El régimen de Miguel Díaz-Canel enfrenta la crisis más profunda desde que asumió el poder. No es retórica — son números, hechos y una población que ya no puede más.
En marzo de 2026, Cuba vive un colapso energético sin precedentes. El bloqueo petrolero impuesto por la administración Trump ha cortado el flujo de crudo venezolano que mantenía a la isla funcionando — mal, pero funcionando. Ahora, los apagones duran 16 a 20 horas diarias en las provincias. La Habana, siempre protegida por el régimen, ya sufre cortes de 8 a 12 horas.
La Crisis Energética: El Detonante
Venezuela era el salvavidas de Cuba. Bajo el acuerdo “petróleo por médicos” que data de la era Chávez, la isla recibía entre 50,000 y 80,000 barriles diarios de crudo subsidiado. A cambio, Cuba enviaba miles de médicos y personal de inteligencia a Caracas.
Ese flujo se ha reducido prácticamente a cero. La operación militar estadounidense contra el régimen de Maduro ha cortado la arteria principal que alimentaba la economía cubana. Sin petróleo venezolano, Cuba depende de importaciones de Rusia y México — ambas insuficientes y cada vez más costosas para un gobierno sin divisas.
El Pueblo en las Calles
Lo que ocurrió el 7 de marzo en la Universidad de La Habana es histórico. Un grupo de estudiantes protagonizó una protesta de varias horas dentro del campus — algo que no se veía desde las manifestaciones del 11J de 2021. Los estudiantes exigían el fin de las interrupciones de clases causadas por los apagones.
Pero esta protesta es diferente a las anteriores. No fue un estallido espontáneo en un barrio periférico. Fue en la Universidad de La Habana — el corazón ideológico del régimen. Cuando pierdes a los universitarios, pierdes la narrativa.
La Economía: Números que No Mienten
La economía cubana se ha contraído durante años consecutivos. La inflación real supera el 300%. El salario promedio de un trabajador estatal — unos 4,000 pesos cubanos al mes — no alcanza para comprar los alimentos básicos de una semana.

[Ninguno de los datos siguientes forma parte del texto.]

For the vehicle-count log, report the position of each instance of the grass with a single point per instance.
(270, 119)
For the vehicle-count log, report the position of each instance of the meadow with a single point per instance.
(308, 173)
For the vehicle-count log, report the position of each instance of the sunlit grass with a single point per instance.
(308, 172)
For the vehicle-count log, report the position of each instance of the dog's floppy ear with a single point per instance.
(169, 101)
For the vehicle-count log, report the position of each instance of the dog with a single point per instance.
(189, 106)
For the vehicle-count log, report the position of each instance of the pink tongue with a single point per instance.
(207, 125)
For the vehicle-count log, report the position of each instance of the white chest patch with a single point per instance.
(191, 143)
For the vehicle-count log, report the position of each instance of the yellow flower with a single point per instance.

- Migración masiva: Más de 500,000 cubanos han abandonado la isla desde 2022, según datos del CBP estadounidense
- Racionamiento alimentario: La libreta de abastecimiento, reliquia del sistema socialista, ya no cubre ni las necesidades mínimas
- Colapso del sistema de salud: Los hospitales carecen de medicamentos básicos, anestesia y equipos funcionales
- Turismo paralizado: Los pocos turistas que llegan encuentran hoteles sin electricidad ni agua corriente
¿Puede Caer Díaz-Canel?
Díaz-Canel no es Fidel. No tiene carisma, no tiene legitimidad revolucionaria y no tiene un aparato represivo tan eficiente como el que heredó de los Castro. Lo que tiene es inercia institucional y el apoyo — cada vez más tibio — de las Fuerzas Armadas Revolucionarias.

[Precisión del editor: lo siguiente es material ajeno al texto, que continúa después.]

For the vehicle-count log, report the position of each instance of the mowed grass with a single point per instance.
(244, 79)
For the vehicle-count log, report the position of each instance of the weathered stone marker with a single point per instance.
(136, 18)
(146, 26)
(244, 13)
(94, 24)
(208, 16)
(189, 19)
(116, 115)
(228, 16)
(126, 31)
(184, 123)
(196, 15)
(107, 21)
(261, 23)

El problema para el régimen es que las FAR también son un actor económico. Controlan GAESA, el conglomerado empresarial que maneja la mayoría del sector turístico y comercial de la isla. Cuando GAESA deja de ser rentable, los generales empiezan a hacer cálculos diferentes.
La oferta de Trump de una “toma amistosa” y las negociaciones lideradas por Marco Rubio añaden presión. Por primera vez, hay una salida visible — no una transición perfecta, pero una alternativa al status quo que beneficiaría a prácticamente todos excepto a la cúpula del partido.
Lo Que Debe Pasar
Desde una perspectiva conservadora y pro-libertad, la solución es clara:
- Mantener la presión económica hasta que el régimen acepte negociar una transición real, no cosmética
- Exigir elecciones libres como condición para cualquier acuerdo — no reformas dentro del sistema de partido único
- Preparar un plan de reconstrucción que abra la isla a la inversión privada, el comercio libre y los derechos de propiedad
- Proteger a los disidentes que están en la isla arriesgando todo por la libertad de su pueblo
El régimen cubano ha sobrevivido 67 años. Pero nunca ha estado tan débil, tan aislado y tan cerca del final. La pregunta ya no es si caerá, sino cuándo — y si el mundo libre tendrá la voluntad de apoyar al pueblo cubano cuando ese momento llegue.